Unwarranted Intrusion: When it comes to wiretaps, the federal government’s official policy is: ‘Trust us!’
On June 11, Sen. Ron Wyden (D-Ore.) temporarily blocked the renewal of legislation that allows the U.S. government to listen in, without a warrant, on Americans’ conversations, so long as they’re chatting with overseas chums who are the official targets of the eavesdropping. In doing so, Wyden not only stood against a bipartisan cabal of snoopy legislative colleagues, but also against the White House, which wants the extension passed and is vigorously battling against constitutional challenges to such electronic eavesdropping. That may come as a bit of a surprise to anybody who remembers then-presidential candidate Barack Obama promising to end the use of warrantless wiretaps that were so popular under the George W. Bush administration.
Strictly speaking, Obama didn’t break his promise after he won the presidency; no, he managed that after sewing up the Democratic nomination, when he voted for the Foreign Intelligence Surveillance Act Amendments of 2008, now up for renewal. That legislation gave cover to a policy that was already in effect, but was illegal.

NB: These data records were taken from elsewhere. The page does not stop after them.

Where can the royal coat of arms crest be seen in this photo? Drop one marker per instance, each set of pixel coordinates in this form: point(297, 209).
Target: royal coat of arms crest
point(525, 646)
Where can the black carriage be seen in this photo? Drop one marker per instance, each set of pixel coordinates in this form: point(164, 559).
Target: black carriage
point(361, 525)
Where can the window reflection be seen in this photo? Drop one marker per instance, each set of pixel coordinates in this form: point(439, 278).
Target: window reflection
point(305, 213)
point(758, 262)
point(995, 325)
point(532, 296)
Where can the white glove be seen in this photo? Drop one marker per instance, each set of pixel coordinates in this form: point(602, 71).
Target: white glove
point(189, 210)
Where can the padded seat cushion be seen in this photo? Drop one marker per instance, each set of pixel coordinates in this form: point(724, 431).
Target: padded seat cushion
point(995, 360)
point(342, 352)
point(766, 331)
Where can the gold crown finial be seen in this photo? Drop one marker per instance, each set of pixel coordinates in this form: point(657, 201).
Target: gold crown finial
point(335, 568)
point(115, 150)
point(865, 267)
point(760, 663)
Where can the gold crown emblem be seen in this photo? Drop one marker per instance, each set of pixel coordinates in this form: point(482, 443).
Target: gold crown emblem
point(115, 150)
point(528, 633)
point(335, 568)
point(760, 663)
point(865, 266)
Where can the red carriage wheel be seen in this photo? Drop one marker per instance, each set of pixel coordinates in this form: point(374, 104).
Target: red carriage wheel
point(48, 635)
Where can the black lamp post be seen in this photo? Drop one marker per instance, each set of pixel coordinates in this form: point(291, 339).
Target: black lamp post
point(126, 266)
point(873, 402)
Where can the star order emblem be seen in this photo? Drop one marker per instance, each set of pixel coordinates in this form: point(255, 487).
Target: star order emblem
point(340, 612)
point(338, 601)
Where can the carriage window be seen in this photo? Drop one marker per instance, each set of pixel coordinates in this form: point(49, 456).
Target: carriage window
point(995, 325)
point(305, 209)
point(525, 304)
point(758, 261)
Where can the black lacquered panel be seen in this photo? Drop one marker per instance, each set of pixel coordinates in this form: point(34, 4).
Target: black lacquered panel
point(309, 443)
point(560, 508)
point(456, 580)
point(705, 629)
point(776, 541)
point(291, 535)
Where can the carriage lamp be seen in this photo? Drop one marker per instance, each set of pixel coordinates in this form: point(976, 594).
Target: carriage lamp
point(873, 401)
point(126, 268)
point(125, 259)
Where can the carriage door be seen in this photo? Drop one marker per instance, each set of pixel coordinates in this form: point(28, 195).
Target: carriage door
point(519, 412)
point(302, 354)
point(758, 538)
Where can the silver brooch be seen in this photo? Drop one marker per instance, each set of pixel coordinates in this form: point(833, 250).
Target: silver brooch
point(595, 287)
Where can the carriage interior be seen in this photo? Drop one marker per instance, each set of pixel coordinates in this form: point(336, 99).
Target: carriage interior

So, when Sen. Obama voted for the FISA amendment in 2008, he joined his colleagues in supporting a bill that immunized telecommunications companies against the flurry of lawsuits they faced for collaborating with government snoops in their then-illicit activities. The law also “permits the NSA to intercept phone calls and e-mails between the U.S. and a foreign location, without making any showing to a court and without judicial oversight, whether or not the communication has anything to do with al Qaeda—indeed, even if there is no evidence that the communication has anything to do with terrorism, or any threat to national security,” as Marty Lederman, of the Department of Justice’s Office of Legal Counsel put it so well, before he took his current job in the Obama administration.